Bacterial growth and extracellular protease production in modified GYE broth (pH 9.0) at 25°C and 150 rpm during 96 h incubation.

Optimization of nutritional and physical parameters

Carbon source

Maximum protease was produced with soluble starch (71 Uml-1) followed by glucose (65 Uml-1) at 72 h incubation. Other carbon sources produced less enzyme in the following order (Uml-1): fructose (54) > maltose (49) > sucrose (43) > glycerol (40) > xylose (36) > lactose (33) > carboxymethyl cellulose (27) (Table 4). Although maximum enzyme was produced by soluble starch, glucose (second best) was selected for further studies due to cost consideration. Further, maximum protease (67 Uml-1) was produced at 1.5% glucose level though, it was merely 3% more (65 Uml-1) than that produced at 1.0% (w/v) glucose concentration. Therefore, 1.0% (w/v) glucose was selected as the suitable concentration for further optimization of protease production (Table 4). An inducible effect of glucose on protease production was reported by other researchers also [1, 12]. Gupta and Khare [3] reported that Pseudomonas aeruginosa PseA produced maximum protease by CM-cellulose as the best carbon source followed by glycerol, sucrose, maltose and fructose. However, CM-cellulose was not selected for further studies rather glycerol, the second best carbon source was preferred due to economic reasons.

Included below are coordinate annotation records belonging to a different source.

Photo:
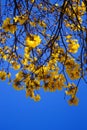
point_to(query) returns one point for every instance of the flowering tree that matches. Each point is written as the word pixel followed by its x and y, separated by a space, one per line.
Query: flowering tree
pixel 45 42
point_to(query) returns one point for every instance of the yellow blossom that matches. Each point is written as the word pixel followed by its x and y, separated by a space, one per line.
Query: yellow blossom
pixel 3 75
pixel 73 101
pixel 8 27
pixel 37 98
pixel 21 19
pixel 33 40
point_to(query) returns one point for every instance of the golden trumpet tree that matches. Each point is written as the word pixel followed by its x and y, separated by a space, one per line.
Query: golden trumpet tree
pixel 45 42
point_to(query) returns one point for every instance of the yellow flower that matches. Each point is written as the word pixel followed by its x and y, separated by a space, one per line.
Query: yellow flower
pixel 21 19
pixel 73 101
pixel 73 46
pixel 17 87
pixel 37 98
pixel 33 40
pixel 2 75
pixel 32 1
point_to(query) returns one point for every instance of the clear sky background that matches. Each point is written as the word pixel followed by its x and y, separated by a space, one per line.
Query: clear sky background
pixel 52 113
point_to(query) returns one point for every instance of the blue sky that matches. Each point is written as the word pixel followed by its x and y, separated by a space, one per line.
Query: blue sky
pixel 52 113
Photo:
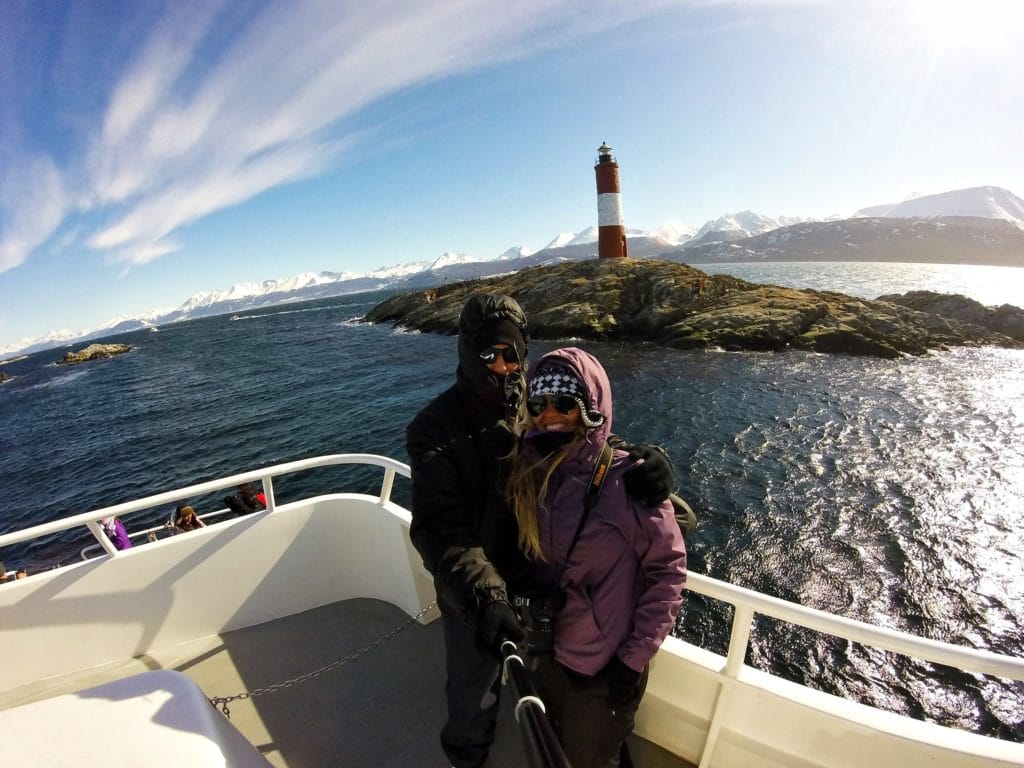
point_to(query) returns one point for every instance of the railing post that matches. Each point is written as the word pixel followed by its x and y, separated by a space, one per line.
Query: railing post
pixel 271 503
pixel 104 542
pixel 386 485
pixel 739 636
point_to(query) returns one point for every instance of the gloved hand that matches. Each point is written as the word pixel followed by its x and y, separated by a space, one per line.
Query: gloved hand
pixel 651 481
pixel 497 623
pixel 624 683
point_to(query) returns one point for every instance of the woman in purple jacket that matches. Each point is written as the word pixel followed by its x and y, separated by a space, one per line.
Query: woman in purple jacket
pixel 608 569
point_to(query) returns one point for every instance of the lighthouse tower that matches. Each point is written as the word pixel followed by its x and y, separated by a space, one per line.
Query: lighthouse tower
pixel 610 229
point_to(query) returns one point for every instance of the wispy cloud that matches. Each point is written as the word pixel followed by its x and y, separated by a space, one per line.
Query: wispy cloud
pixel 214 109
pixel 33 197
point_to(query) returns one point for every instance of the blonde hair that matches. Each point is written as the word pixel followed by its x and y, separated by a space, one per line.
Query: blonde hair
pixel 527 484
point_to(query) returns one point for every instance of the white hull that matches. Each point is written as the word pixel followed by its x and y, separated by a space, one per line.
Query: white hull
pixel 710 710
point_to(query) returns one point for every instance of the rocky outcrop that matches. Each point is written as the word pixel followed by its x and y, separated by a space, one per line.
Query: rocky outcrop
pixel 92 352
pixel 1007 320
pixel 678 306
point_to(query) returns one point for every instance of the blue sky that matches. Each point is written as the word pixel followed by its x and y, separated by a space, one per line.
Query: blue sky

Table 4 Effect of different carbon and nitrogen sources on protease (Uml-1) production (A) and growth (B) of Pseudomonas putida SKG-1 at pH 9.0, 25°C and 150 rpm during 96 h incubation

Nitrogen source

Each organic and inorganic nitrogen source employed supported bacterial growth and protease production. However, maximum enzyme was produced with gelatin plus yeast extract (Table 4). Other nitrogen sources either alone or in combination with yeast extract produced lesser enzyme. In general, protease production was more with organic as compared to inorganic nitrogen sources (Table 4). Although, yeast extract in combination with inorganic nitrogen sources marginally increased enzyme production, it was meagre compared to complex nitrogen sources. The reduced protease production in the presence of inorganic nitrogen sources is in agreement with the findings of other researchers [3, 13, 14]. Complex nitrogen sources are generally required for protease production; however, the requirement of specific nitrogen source varies from organism to organism [15]. Several researchers have reported maximum protease production in the presence of complex nitrogen sources [3, 16]. In the present study, gelatin (best nitrogen source) at 2% (w/v) plus yeast extract (0.5%, w/v) were most suitable for maximum (278 Uml-1) protease production (Tables 4 and 5). Gupta and Khare [3] found 0.6% (w/v) yeast extract most suitable for maximum protease production by P. aeruginosa PseA. Yeast extract not only serves as a nitrogen source, but also provides vitamins for promoting bacterial growth and enzyme production [17].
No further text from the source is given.